There is a great need for the development of noninvasive, highly sensitive, and widely available imaging methods that can potentially be used to longitudinally monitor treatment of Parkinson's disease (PD). Here we report the monitoring of GDNF-induced functional changes of the basal ganglia in hemiparkinsonian monkeys via pharmacological MRI measuring the blood oxygenation level-dependent (BOLD) response to a direct dopamine agonist (apomorphine, APO). After testing BOLD responsiveness to APO in their normal state, two additional scans were taken with the same dose of APO stimulation after induced parkinsonism. Then all animals were chronically treated with GDNF for 18 weeks by a programmable pump and catheter system. The catheter was surgically implanted into the right putamen and connected to the pump via flexible polyurethane tubing. phMRI scans were taken at both 6 and 18 weeks while they received 22.5 g of GDNF per day. In addition, behavioral changes were monitored throughout the entire study.

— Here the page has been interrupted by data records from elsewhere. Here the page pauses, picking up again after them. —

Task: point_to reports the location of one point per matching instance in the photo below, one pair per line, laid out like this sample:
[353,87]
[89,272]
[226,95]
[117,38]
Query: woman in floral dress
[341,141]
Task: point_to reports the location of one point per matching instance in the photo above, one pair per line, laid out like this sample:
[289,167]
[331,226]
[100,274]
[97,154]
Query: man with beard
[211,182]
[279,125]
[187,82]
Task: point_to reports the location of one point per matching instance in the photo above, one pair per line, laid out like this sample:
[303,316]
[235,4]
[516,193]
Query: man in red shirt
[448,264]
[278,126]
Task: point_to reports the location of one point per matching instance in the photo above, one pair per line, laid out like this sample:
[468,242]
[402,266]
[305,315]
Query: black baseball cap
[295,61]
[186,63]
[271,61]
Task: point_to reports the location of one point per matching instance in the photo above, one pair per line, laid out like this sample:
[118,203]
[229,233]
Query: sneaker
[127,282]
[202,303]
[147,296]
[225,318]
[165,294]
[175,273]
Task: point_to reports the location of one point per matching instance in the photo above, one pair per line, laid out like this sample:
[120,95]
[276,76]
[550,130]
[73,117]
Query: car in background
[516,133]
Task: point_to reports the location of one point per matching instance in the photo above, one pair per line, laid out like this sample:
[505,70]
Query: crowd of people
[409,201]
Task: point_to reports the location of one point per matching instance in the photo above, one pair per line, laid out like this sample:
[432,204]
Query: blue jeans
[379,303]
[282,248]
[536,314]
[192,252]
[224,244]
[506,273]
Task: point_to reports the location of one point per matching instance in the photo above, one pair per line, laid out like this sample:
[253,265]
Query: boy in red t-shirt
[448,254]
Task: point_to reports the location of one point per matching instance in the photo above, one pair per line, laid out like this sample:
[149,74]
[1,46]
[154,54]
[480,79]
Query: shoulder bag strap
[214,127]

The primary finding of this study was that APO-evoked activations in the DA denervated putamen were attenuated by the chronic intraputamenal infusion of GDNF accompanied by improvements of parkinsonian features, movement speed, and APO-induced rotation compared to data collected before the chronic GDNF treatment. The results suggest that phMRI methods in combination with administration of a selective DA agonist may be useful for monitoring neurorestorative therapies in PD patients in the future.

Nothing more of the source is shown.